La chorégraphe Mélanie Demers, qui a dirigé Vladimir Alexis, a choisi d’arrimer le geste à la parole. Plusieurs mots du texte se répercutent directement sur le corps de son danseur, qui tangue, se courbe ou suspend sa course pour ponctuer certains passages. Cette chorégraphie urbaine ne tarde pas à attirer les regards intrigués des passants.

Partis du Théâtre de Quat’Sous, avenue des Pins Est, nous arrivons d’un bon pas à la Place des Arts. Le lieu est désert. Les arts sont confinés, on le sait, et on le ressent cruellement ici. Le contraste est frappant lorsqu’on traverse au Complexe Desjardins : les boutiques ouvertes, les clients, les fluorescents, la fontaine illuminée, les comptoirs alimentaires où s’activent des employés masqués. L’économie doit continuer à rouler, le monstre est affamé… « Marche, mange », nous dit la voix. « Dépense », pourrait-elle ajouter.

Devant mes yeux, le personnage incarné par Vladimir Alexis se transforme au fil du parcours. La démarche insouciante du début devient plus lourde, plus inquiète. Une fois à l’intérieur du Centre de commerce mondial, elle est carrément cruelle. Celui qui semait des miettes de pain comme un Petit Poucet au début du spectacle se met à lancer à la ronde des (faux) billets de banque. Il a fini par être avalé et digéré par cette consommation effrénée. Le virus qui menace le plus l’humanité n’est peut-être pas celui qu’on pense…

PHOTO CHARLES LAFRANCE, FOURNIE PAR LE THÉÂTRE DE QUAT’SOUS

Les couloirs déserts du Montréal souterrain se transforment en vaste scène pour les interprètes.
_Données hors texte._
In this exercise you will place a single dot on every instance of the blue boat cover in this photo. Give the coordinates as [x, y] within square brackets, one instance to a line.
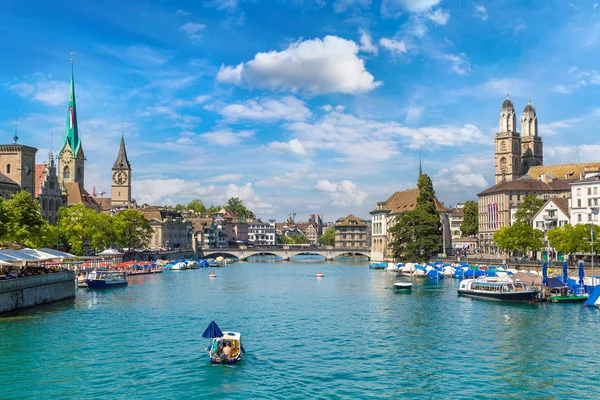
[212, 331]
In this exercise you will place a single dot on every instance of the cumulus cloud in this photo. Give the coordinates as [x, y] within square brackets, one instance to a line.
[366, 43]
[343, 193]
[395, 46]
[318, 66]
[287, 108]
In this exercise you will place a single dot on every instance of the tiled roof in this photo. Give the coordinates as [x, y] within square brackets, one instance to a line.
[562, 171]
[40, 176]
[407, 201]
[76, 194]
[523, 184]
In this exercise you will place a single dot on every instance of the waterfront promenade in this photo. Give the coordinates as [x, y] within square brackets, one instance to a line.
[346, 335]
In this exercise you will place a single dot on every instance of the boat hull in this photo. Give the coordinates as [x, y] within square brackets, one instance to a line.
[522, 296]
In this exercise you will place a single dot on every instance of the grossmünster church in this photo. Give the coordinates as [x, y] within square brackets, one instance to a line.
[71, 168]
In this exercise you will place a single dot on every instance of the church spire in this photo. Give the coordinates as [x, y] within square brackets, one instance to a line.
[122, 162]
[72, 134]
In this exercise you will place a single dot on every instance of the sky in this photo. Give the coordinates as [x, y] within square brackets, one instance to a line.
[305, 106]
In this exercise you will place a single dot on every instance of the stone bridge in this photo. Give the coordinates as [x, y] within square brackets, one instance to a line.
[285, 254]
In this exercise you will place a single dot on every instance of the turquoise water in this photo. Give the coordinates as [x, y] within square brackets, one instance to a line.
[345, 336]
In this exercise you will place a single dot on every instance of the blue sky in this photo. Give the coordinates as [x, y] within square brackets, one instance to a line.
[313, 106]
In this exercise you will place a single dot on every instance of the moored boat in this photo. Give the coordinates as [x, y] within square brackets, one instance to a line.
[106, 279]
[497, 290]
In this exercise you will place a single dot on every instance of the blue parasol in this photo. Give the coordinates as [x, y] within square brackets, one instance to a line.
[581, 274]
[212, 331]
[545, 273]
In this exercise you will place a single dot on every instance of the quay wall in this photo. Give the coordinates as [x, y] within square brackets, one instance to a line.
[31, 291]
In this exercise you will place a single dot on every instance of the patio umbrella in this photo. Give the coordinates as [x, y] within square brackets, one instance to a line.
[545, 273]
[581, 274]
[212, 331]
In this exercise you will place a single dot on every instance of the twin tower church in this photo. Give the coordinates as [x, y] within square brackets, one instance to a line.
[61, 183]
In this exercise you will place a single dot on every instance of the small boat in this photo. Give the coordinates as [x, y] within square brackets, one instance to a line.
[402, 287]
[226, 348]
[106, 279]
[497, 290]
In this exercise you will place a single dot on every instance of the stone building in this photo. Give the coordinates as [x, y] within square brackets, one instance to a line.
[17, 162]
[48, 190]
[170, 228]
[351, 232]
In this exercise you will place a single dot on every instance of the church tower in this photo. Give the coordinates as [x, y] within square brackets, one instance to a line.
[508, 145]
[121, 179]
[72, 159]
[532, 148]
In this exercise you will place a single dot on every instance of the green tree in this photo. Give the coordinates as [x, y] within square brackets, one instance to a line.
[528, 208]
[131, 229]
[24, 222]
[328, 238]
[470, 225]
[236, 206]
[520, 236]
[196, 206]
[417, 234]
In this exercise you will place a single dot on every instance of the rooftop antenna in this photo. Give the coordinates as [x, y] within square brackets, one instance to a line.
[16, 138]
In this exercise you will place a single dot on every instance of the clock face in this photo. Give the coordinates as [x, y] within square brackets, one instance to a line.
[120, 177]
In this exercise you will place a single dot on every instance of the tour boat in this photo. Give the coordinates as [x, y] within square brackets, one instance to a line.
[497, 290]
[106, 279]
[402, 287]
[215, 350]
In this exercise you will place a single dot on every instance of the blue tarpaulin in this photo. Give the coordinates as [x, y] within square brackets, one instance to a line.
[212, 331]
[545, 273]
[581, 273]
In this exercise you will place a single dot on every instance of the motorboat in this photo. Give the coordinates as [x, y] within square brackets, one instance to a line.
[402, 286]
[226, 348]
[498, 290]
[106, 279]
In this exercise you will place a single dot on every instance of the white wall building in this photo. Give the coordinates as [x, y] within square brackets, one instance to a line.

Autre leçon à tirer de Vers solitaire : le théâtre est protéiforme et ne peut être cantonné dans une seule case (celle des salles classiques). On le réalise d’ailleurs dès les premiers pas : un tête-à-tête avec un acteur est une expérience à forte charge émotive. Impossible de profiter de la noirceur de la salle pour cacher sa peine, sa joie ou son malaise. « Quand on est seul avec un acteur, il y a quelque chose qui se passe, dit Olivier Choinière. C’est puissant. Et tout l’espace public devient une vaste salle de théâtre avec un interprète et 102 figurants. Le théâtre joue alors pleinement son rôle d’offrir un nouveau regard sur les choses. »

Le déambulatoire Vers solitaire est présenté jusqu’au 14 novembre à guichets fermés, mais le créateur songe à proposer d’autres représentations avec l’arrivée du printemps.